Little met with White House advisers and the Centers for Medicare and Medicaid Services Administrator Seema Verma in Washington, D.C. on Wednesday. Little was joined by state Department of Insurance Director Dean Cameron and Idaho’s Republican U.S. Sen. Jim Risch.
“After these discussions, I believe they understand where we are coming from better, and we understand their position better,” Little said in a prepared statement. “Moving forward, I am very optimistic that we can work together with the Trump Administration to implement an Idaho-based solution for health care that works for Idahoans and fulfills the goals of Idaho’s executive order.”
Little, Cameron and Gov. C. L. “Butch” Otter signed an executive order earlier this year that paved the way to allow insurers to offer plans that don’t meet all of the act’s regulations, such as by charging people more based on their health history, or by not covering some health needs like maternity care.
In the March 8 letter, Verma responded to Idaho’s plan by explaining that such a move would force the federal agency to enforce the provisions of the Affordable Care Act on behalf of the state.

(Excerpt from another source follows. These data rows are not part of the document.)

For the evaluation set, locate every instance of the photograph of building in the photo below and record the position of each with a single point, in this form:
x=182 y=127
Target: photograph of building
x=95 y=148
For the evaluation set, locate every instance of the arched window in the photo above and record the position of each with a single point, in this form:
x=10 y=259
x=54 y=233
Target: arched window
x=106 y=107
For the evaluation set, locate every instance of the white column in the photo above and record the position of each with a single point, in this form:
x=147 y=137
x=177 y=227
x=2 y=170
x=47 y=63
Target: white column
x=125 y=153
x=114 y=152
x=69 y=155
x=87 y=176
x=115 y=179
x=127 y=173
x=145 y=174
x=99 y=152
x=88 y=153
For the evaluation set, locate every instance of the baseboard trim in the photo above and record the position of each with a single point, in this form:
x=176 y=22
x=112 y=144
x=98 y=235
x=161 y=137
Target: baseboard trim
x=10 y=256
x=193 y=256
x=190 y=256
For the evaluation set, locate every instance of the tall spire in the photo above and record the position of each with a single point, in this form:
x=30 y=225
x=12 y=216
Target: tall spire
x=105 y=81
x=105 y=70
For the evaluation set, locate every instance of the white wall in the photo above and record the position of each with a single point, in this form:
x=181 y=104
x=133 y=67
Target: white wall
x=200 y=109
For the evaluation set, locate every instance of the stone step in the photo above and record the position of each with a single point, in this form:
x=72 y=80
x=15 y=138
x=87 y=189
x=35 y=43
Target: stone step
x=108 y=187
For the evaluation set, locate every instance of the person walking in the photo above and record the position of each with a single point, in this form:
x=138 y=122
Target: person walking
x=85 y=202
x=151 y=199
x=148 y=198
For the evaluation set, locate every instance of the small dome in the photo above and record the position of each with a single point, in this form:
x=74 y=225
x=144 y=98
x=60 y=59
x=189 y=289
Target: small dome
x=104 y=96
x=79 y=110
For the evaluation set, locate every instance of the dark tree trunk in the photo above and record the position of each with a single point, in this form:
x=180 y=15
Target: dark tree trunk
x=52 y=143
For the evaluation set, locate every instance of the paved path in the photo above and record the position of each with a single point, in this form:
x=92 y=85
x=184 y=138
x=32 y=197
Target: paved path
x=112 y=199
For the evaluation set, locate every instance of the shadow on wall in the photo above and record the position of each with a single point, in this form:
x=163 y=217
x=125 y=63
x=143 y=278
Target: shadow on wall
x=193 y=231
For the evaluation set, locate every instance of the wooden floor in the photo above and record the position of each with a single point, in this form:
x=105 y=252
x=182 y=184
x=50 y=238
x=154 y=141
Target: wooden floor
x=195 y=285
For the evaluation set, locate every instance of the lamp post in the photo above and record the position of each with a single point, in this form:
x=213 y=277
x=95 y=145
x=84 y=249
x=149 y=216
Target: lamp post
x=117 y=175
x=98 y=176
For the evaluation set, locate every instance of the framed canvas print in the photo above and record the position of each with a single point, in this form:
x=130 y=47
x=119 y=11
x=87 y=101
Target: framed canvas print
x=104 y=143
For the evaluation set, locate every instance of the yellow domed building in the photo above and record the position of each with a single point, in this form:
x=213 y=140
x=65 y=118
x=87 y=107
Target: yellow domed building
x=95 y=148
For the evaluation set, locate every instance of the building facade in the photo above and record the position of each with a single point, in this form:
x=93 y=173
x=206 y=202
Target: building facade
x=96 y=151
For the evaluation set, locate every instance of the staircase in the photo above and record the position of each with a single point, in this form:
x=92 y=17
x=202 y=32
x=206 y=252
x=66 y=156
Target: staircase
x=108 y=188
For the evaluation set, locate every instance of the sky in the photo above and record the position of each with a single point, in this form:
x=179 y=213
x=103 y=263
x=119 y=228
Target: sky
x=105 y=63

That could include pulling regulatory authority from the Idaho Department of Insurance and fining insurance companies $100 a day for every person they insure on a noncompliant plan.
Idaho officials have since downplayed the federal government’s response by countering that the state simply needs to continue negotiating their plan.
Little on Thursday didn’t disclose many specifics of what discussed at the meeting and did not include a response from CMS.
“Ms. Verma and the White House advisors had important questions that we were able to answer in detail,” Little said. “Before these meetings, there had been a great deal of misunderstanding between CMS and what we are pursuing in health care, but now I believe we are back on track to getting an Idaho solution for Idahoans.”
CMS did not immediately return an email request for comment.